If you're migrating from OpenAI, test thoroughly. Tools like LangChain and LiteLLM have Ollama-specific adapters that handle these quirks.

For the most reliable integration, use Ollama's native API (/api/generate and /api/chat) when possible, and only fall back to /v1 when a tool requires it.

Troubleshooting Common Issues

"Error: model requires more system memory (X GB) than is available (Y GB)"

Your model + context window exceeds available RAM. Solutions:

  • Use a smaller model
  • Reduce context size: OLLAMA_CONTEXT_LENGTH=4096 ollama run model
  • Use a more aggressive quantization
  • Close other applications

Slow generation (sub-10 tokens/second)

  • Check if Metal is active: ollama ps should show "GPU"
  • Try a smaller quantization (Q4 instead of Q8)
  • Reduce context length
  • For CPU-only fallback: more threads help, but not dramatically

"Connection refused" when accessing API

  • Ensure ollama serve is running
  • Check OLLAMA_HOST environment variable
  • Default bind is localhost only — set OLLAMA_HOST=0.0.0.0 for LAN access (security implications!)
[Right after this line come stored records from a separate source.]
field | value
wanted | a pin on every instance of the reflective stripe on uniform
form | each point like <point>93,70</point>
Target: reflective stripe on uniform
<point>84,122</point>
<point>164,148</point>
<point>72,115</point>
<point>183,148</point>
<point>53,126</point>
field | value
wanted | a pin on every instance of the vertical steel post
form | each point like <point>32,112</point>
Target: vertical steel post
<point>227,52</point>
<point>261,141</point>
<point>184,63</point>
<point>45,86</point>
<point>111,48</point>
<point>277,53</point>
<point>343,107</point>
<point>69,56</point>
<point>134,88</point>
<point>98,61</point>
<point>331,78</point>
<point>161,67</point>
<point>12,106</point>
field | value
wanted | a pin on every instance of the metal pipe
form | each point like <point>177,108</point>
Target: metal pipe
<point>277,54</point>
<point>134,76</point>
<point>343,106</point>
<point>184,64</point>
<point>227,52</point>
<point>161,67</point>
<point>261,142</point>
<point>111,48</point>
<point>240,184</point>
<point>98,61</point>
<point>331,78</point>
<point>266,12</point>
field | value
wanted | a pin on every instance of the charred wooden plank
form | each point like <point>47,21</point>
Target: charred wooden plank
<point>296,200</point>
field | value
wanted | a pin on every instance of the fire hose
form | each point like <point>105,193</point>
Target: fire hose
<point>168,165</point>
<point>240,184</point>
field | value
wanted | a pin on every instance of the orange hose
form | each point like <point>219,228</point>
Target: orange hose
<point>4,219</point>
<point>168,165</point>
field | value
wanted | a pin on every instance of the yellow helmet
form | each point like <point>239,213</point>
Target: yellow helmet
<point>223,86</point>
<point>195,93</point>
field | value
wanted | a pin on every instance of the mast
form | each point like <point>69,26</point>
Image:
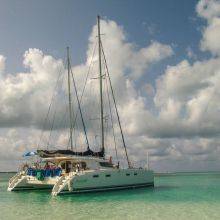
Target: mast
<point>100,82</point>
<point>116,109</point>
<point>69,94</point>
Models download but won't run

  • Check architecture: some models are Linux/CUDA only
  • Verify you have enough disk space (~/.ollama/models/)
  • Try ollama rm modelname && ollama pull modelname to re-download

High memory pressure / swapping

macOS will compress memory and eventually swap to SSD. This tanks performance:

  • Monitor with Activity Monitor's Memory tab
  • Reduce model size or context if "Memory Used" nears physical RAM
  • Consider quitting Safari tabs (they're memory hogs)
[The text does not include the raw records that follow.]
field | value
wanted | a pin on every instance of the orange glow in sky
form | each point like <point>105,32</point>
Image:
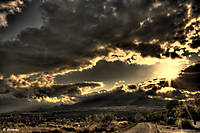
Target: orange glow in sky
<point>169,69</point>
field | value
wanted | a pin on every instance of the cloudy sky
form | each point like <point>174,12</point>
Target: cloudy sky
<point>76,51</point>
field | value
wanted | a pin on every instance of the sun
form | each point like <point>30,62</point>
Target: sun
<point>169,69</point>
Local vs Cloud: When to Use Which

Use local when:

  • Privacy is paramount (proprietary data, personal projects)
  • Cost matters (high-volume usage)
  • You need offline access
  • Latency matters (real-time coding assistance)
  • You're experimenting with models/parameters

Use cloud when:

  • You need frontier capability (GPT-4, Claude 3.5 Sonnet, Gemini Pro)
  • One-shot tasks where setup time isn't worth it
  • You need features unavailable locally (multimodal with high-res images, web search)
  • Your hardware can't run adequate models

My workflow: Local for 80% of daily tasks (coding, writing, quick research), cloud for the 20% that needs the absolute best reasoning or multimodal capabilities.

Conclusion

Running local LLMs on a Mac Mini isn't just a tech demo — it's a genuinely productive setup. An M2 or M4 Mac Mini with 16-24GB RAM can handle 7B-13B models at speeds that feel responsive for coding and writing tasks.

Start with Ollama. Pull Qwen2.5 7B. Install Continue.dev in VS Code. Within an hour, you'll have AI assistance that never phones home, never bills you, and works on airplanes.

The models will keep improving. The hardware will get faster. But the core advantage — owning your compute — only becomes more valuable as AI becomes more central to how we work.

Happy local inferencing.


Have questions or found a model that works particularly well on your setup? The local LLM community moves fast — what's true today might be outdated next month. Experiment, share your findings, and iterate.